El jefe de Gabinete, Manuel Adorni, es investigado por presunto enriquecimiento ilícito en una causa que examina inconsistencias en su patrimonio, incluyendo operaciones inmobiliarias, viajes en vuelos privados y diferencias en sus declaraciones juradas.
La investigación, a cargo del fiscal Gerardo Pollicita, pone el foco en la compra de un departamento en el barrio porteño de Caballito. Según documentación oficial, el inmueble fue adquirido por US$ 230.000, con el 87% del monto financiado por dos mujeres que habían comprado la propiedad meses antes por un valor menor. La Justicia analiza si se trata de una maniobra para ocultar el origen de los fondos o la participación de terceros.

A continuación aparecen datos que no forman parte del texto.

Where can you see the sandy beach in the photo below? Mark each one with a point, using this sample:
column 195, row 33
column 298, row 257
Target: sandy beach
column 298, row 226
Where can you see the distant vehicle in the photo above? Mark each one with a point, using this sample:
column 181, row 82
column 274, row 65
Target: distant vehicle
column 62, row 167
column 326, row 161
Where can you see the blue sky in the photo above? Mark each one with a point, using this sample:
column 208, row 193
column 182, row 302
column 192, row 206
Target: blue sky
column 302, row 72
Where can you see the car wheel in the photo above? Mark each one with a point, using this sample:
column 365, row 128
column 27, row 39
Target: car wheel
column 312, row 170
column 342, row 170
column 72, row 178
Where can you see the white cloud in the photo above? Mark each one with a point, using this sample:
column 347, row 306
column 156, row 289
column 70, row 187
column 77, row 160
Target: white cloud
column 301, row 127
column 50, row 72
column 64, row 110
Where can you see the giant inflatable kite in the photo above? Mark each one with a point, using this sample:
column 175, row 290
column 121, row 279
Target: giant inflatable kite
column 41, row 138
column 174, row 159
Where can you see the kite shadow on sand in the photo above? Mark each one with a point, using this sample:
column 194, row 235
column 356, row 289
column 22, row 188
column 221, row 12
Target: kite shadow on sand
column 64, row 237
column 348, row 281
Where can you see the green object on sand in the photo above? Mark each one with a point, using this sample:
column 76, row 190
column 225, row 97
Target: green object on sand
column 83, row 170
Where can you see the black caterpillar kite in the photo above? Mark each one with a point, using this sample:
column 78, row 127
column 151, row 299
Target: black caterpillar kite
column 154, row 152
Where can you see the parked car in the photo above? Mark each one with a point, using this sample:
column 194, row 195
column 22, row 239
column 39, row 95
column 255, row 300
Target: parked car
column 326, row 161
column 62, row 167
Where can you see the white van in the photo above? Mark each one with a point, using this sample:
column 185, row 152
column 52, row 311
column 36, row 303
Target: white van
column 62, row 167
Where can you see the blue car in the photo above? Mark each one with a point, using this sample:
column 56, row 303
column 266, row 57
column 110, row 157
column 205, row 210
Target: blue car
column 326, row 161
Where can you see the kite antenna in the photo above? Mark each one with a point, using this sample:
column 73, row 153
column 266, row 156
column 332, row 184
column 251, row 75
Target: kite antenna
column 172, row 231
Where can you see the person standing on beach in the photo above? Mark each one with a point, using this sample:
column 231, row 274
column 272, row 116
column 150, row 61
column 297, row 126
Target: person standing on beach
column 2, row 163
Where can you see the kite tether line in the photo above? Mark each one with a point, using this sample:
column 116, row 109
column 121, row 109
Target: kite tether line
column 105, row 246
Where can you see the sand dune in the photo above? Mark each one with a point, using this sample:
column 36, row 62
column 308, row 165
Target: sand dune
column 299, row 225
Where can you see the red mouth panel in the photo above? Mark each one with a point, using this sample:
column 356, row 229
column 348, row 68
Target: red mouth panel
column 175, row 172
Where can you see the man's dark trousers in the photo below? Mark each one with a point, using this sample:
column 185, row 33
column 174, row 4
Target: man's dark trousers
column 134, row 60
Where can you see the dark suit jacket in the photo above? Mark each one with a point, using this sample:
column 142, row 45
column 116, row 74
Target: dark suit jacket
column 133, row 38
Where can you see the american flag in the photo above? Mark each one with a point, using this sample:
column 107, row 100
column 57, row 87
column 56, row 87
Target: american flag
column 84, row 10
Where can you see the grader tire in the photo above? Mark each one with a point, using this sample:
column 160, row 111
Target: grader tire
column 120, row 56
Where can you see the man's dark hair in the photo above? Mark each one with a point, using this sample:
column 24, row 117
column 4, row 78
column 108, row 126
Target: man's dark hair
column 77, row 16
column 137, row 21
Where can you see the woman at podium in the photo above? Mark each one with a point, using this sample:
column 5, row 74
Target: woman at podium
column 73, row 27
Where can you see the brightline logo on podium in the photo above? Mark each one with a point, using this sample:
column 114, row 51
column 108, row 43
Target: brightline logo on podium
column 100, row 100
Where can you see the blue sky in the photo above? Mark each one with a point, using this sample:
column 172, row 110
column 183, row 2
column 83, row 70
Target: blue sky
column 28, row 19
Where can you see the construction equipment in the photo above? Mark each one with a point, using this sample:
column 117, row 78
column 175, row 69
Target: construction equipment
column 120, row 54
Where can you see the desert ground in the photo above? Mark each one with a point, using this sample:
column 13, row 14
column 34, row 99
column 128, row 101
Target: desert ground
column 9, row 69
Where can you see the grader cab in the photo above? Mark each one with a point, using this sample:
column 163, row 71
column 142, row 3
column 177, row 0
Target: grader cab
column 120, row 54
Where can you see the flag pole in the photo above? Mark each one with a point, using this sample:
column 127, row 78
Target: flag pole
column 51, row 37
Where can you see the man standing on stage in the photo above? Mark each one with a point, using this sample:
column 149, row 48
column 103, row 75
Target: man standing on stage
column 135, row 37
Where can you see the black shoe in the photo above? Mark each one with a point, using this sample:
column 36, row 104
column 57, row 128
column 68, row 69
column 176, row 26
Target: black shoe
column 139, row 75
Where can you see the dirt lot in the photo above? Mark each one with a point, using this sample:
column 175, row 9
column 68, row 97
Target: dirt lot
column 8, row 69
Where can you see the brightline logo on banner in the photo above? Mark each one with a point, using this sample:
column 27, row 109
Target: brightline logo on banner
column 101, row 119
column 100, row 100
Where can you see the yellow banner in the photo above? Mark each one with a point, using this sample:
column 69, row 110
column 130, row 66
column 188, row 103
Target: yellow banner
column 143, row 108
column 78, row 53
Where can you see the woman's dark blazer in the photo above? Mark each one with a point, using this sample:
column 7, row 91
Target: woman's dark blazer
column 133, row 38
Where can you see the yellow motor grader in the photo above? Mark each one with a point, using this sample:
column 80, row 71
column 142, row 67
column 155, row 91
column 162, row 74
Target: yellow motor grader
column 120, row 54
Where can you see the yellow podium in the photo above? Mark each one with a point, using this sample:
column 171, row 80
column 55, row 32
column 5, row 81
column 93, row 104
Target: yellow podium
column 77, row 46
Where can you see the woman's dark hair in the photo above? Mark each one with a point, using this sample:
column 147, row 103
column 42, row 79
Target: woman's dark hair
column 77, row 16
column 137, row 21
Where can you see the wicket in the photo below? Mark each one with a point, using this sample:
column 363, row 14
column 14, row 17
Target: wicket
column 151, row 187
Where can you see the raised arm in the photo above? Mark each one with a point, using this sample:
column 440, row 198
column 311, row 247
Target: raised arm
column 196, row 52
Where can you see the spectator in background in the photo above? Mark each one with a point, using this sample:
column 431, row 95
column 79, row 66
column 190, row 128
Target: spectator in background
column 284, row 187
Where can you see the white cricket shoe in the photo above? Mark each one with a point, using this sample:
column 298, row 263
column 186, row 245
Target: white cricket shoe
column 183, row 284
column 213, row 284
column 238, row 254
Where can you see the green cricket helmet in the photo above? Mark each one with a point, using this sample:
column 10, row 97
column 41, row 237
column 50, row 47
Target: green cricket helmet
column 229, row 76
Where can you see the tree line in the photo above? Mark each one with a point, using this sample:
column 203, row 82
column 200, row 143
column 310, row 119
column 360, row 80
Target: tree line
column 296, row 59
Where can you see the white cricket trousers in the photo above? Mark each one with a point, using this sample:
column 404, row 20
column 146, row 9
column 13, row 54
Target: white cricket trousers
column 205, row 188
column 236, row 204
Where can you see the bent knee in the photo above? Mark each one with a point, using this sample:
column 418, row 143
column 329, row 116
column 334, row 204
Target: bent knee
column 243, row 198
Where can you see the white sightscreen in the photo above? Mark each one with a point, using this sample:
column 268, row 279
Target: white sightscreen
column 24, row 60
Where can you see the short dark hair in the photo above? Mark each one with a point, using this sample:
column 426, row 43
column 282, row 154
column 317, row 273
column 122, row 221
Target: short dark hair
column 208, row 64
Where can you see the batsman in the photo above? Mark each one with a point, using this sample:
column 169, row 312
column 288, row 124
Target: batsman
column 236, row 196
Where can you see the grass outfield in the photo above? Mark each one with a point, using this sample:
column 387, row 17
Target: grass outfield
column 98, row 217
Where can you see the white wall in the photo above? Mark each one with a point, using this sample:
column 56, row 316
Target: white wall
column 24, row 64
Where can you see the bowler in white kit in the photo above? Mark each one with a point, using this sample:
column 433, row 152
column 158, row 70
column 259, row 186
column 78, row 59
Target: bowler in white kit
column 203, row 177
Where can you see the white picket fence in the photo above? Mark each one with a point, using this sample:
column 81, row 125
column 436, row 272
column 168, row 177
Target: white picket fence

En paralelo, se investiga la adquisición de una vivienda en un country de Exaltación de la Cruz, registrada a nombre de la esposa del funcionario. La operación también fue intervenida por la escribana Adriana Nechevenko, quien fue citada a declarar. Registros oficiales indican que la profesional ingresó en varias oportunidades a la Casa Rosada, lo que refuerza el análisis sobre su vínculo con el entorno del funcionario.
Otro eje de la causa es el uso de vuelos privados a Punta del Este. La Justicia intenta determinar si estos viajes, vinculados al periodista Marcelo Grandio, fueron debidamente abonados o si constituyen beneficios no declarados. En este marco, el juez Ariel Lijo dispuso medidas para proteger a una testigo que denunció irregularidades en la facturación de esos servicios.
Además, informes de la Dirección Nacional de Migraciones detectaron diferencias entre los viajes declarados públicamente por Adorni y los registros oficiales, que incluyen destinos internacionales no informados.
Con la investigación en curso, la Justicia busca establecer si existe un desfasaje entre los ingresos declarados y el nivel de gastos del funcionario. El avance de la causa podría tener impacto tanto en su situación judicial como en el escenario político, en medio del año electoral.